Getting started with GPU acceleration for MicrosoftML's rxNeuralNet
rxNeuralNet model supports GPU acceleration. To enable GPU acceleration, you need to do a few things:
Install and configure CUDA on your Windows machine.
For the purpose of this setup and later performance comparison, this is the machine used in this blog.
There is an excellent old blog on how to do this. However, it's slightly out of date for the purpose of our setup, so the steps are repeated here with updated product versions.
(If you were to get a Deep Learning toolkit for the DSVM which comes with R Server, Visual Studio 2015 and CUDA Toolit 8.0 preinstalled, then all you is the four dlls, basically step 3, 5 and 6. Update: Not needed any more for Deep Learning toolkit for the DSVM. )
- Check to make sure your graphic card is CUDA-enabled. To find what graphic card you are using, there are two ways. One is press Win+R, type dxdiag and look under the Display tab(s). The other is open device manager and look under display adapters. Then see if it's on the list of CUDA-enabled products.
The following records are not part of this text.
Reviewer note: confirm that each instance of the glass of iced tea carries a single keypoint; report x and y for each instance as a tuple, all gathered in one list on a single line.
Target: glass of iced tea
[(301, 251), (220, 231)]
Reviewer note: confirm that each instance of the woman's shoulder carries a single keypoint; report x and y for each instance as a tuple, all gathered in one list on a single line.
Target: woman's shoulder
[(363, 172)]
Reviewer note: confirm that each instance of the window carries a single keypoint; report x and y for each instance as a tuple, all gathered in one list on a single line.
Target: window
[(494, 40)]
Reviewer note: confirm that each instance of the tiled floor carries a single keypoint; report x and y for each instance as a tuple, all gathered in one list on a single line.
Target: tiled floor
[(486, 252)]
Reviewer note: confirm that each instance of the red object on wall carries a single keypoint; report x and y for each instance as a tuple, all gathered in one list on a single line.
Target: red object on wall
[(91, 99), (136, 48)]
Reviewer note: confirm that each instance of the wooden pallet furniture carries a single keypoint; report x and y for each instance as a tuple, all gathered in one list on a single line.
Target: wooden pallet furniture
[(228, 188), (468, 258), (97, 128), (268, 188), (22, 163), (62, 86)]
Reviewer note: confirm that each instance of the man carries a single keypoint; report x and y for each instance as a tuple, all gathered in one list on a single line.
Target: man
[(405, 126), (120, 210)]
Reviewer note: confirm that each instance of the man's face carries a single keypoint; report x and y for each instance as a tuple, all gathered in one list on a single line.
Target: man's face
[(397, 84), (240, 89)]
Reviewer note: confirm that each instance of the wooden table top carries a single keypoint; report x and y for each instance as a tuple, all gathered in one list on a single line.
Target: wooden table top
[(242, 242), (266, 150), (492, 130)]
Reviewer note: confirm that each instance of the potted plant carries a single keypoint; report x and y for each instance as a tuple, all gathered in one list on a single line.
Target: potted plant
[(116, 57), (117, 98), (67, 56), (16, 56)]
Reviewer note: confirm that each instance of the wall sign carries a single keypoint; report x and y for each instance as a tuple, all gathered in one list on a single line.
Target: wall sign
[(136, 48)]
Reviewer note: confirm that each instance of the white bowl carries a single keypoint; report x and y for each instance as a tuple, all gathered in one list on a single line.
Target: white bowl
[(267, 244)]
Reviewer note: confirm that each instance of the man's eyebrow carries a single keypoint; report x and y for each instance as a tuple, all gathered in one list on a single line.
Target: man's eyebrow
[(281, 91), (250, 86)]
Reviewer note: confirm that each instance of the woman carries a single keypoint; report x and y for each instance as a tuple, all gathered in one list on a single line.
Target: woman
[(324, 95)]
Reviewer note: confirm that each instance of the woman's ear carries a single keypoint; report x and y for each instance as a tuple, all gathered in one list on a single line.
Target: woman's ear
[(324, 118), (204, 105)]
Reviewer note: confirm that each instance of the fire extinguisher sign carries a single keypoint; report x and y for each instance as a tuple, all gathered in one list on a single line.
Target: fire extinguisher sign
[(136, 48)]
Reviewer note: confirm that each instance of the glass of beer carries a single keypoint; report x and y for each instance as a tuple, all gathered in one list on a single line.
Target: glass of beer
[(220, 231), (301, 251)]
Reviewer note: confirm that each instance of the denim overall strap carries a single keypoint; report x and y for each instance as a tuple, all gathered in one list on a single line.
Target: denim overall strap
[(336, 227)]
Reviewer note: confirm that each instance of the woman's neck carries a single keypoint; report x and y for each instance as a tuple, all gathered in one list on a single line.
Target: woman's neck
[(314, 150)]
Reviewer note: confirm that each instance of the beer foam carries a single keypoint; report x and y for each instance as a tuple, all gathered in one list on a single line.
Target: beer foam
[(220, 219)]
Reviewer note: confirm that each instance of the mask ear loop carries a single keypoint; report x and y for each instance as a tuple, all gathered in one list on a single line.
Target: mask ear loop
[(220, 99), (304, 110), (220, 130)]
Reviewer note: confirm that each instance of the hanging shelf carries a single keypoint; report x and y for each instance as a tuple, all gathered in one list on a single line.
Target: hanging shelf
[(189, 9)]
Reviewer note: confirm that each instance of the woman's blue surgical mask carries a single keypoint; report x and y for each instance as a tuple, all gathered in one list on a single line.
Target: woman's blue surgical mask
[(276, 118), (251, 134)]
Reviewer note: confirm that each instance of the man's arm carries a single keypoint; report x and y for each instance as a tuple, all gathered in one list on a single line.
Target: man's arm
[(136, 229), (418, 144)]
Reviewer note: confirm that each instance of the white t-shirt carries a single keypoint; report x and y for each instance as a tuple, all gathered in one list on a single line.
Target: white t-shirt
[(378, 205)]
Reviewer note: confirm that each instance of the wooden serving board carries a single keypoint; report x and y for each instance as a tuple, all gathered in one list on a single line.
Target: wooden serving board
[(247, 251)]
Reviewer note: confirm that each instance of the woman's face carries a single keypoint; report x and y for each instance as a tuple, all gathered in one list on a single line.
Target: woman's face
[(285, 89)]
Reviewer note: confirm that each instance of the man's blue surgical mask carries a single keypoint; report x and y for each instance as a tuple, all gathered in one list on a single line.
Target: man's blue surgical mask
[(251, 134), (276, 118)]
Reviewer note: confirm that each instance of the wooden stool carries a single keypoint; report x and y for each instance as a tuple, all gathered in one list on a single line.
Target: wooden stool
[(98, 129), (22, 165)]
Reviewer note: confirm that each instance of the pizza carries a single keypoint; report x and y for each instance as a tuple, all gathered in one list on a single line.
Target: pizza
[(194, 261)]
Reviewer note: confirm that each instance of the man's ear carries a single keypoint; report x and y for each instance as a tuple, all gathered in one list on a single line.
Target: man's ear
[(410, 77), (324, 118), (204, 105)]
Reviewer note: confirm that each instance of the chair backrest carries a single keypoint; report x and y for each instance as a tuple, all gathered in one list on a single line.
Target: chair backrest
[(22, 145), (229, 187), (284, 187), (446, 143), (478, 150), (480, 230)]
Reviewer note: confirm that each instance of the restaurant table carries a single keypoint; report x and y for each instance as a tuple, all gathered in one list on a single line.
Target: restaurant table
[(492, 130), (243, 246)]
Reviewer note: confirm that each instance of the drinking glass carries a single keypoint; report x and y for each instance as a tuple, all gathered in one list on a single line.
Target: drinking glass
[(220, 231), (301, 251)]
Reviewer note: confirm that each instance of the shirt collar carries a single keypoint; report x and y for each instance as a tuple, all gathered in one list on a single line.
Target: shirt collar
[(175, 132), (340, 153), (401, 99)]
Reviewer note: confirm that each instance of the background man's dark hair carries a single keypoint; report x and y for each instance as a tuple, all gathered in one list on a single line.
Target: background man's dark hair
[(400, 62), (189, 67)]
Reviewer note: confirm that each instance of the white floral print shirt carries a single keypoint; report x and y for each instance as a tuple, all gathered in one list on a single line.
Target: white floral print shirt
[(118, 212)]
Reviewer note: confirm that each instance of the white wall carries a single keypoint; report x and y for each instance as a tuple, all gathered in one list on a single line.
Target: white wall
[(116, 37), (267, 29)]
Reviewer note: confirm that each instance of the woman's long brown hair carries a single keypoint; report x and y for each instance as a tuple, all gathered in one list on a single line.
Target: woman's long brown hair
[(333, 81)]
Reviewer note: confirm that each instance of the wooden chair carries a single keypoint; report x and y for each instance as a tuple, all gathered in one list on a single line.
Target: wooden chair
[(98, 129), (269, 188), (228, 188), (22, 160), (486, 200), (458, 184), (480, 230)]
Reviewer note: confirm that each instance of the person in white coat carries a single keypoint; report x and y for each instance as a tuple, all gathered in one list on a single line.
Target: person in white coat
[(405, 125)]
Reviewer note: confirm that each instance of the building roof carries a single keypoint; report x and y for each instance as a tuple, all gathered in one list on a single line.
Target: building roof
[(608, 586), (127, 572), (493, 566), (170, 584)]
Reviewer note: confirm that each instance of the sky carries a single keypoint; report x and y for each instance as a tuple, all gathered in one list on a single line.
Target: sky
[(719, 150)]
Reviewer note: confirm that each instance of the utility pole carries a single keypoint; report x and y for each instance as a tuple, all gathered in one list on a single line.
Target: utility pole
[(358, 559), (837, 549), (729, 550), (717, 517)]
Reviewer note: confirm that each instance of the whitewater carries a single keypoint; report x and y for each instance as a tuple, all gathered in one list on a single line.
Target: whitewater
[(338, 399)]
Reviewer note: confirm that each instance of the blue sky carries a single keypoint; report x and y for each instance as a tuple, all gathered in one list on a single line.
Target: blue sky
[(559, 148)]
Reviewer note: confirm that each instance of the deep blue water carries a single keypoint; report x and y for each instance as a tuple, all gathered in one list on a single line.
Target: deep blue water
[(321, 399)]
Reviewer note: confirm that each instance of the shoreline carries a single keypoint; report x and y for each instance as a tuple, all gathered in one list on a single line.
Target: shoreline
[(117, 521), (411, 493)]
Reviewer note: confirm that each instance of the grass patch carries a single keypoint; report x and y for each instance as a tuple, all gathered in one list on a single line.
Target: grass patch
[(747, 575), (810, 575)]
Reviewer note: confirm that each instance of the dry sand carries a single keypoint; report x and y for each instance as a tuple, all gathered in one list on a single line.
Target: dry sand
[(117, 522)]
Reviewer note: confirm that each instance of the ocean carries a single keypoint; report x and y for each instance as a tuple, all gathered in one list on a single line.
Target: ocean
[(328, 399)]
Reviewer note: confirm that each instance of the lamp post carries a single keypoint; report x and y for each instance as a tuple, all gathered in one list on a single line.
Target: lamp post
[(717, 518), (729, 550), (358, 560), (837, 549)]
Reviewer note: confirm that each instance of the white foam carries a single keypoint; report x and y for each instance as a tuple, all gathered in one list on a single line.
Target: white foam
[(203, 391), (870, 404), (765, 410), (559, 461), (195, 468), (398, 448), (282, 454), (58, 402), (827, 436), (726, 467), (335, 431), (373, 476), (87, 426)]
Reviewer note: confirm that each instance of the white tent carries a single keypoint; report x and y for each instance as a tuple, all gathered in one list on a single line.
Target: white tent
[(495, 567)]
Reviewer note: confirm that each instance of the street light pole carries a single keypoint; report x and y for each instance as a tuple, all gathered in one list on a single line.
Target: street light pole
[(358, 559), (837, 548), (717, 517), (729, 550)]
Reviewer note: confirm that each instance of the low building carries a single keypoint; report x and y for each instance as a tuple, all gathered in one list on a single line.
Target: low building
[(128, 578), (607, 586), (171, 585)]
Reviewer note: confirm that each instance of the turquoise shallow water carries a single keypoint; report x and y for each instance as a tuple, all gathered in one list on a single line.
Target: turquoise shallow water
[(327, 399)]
- Install Visual Studio Community 2013.
- Install NVidia CUDA Toolkit 6.5.
- This step is optional. Use Visual Studio 2013 to build deviceQuery_vs2013.sln found in C:\ProgramData\NVIDIA Corporation\CUDA Samples\v6.5\1_Utilities\deviceQuery and bandwidthTest_vs2013.sln found in C:\ProgramData\NVIDIA Corporation\CUDA Samples\v6.5\1_Utilities\bandwidthTest, you need to set solution configuration to release and solution platform to x64. Once these two solutions are built successfully, open command line from C:\ProgramData\NVIDIA Corporation\CUDA Samples\v6.5\bin\win64\Release and run deviceQuery.exe and bandwidthTest.exe. Make sure the results are pass.
- Copy cublas64_65.dll, cudart64_65.dll and cusparse64_65.dll from C:\Program Files\NVIDIA GPU Computing Toolkit\CUDA\v6.5\bin to MicrosoftML's libs directory. MicrosoftML's libs directory can be found by calling
system.file("mxLibs/x64", package = "MicrosoftML").
- Download NVidia cuDNN v2 Library (It's free but you need to register). Extract somewhere. Copy cudnn64_65.dll from the extracted files into MicrosoftML's libs directory.
Experiment: Performance analysis of rxNeuralNet in Microsoft ML with OR without GPU through a simple example
(By performance here we simply mean the training speed. )
We make a 10,000 by 10,000 matrix composed completely of random noise and another column of 10,000 random 0s and 1s. They are combined together as our training data. Then we simply build two
rxNeuralNet models for binary classification. One with GPU acceleration and the other without. The parameter
miniBatchSize is the number of training examples used to take a step in stochastic gradient descent. The bigger it is, the faster progress is made. But large step sizes can lead to difficulty for the algorithm to converge. We used ADADELTA here as our optimizer here as it can automatically adjust the learning rate.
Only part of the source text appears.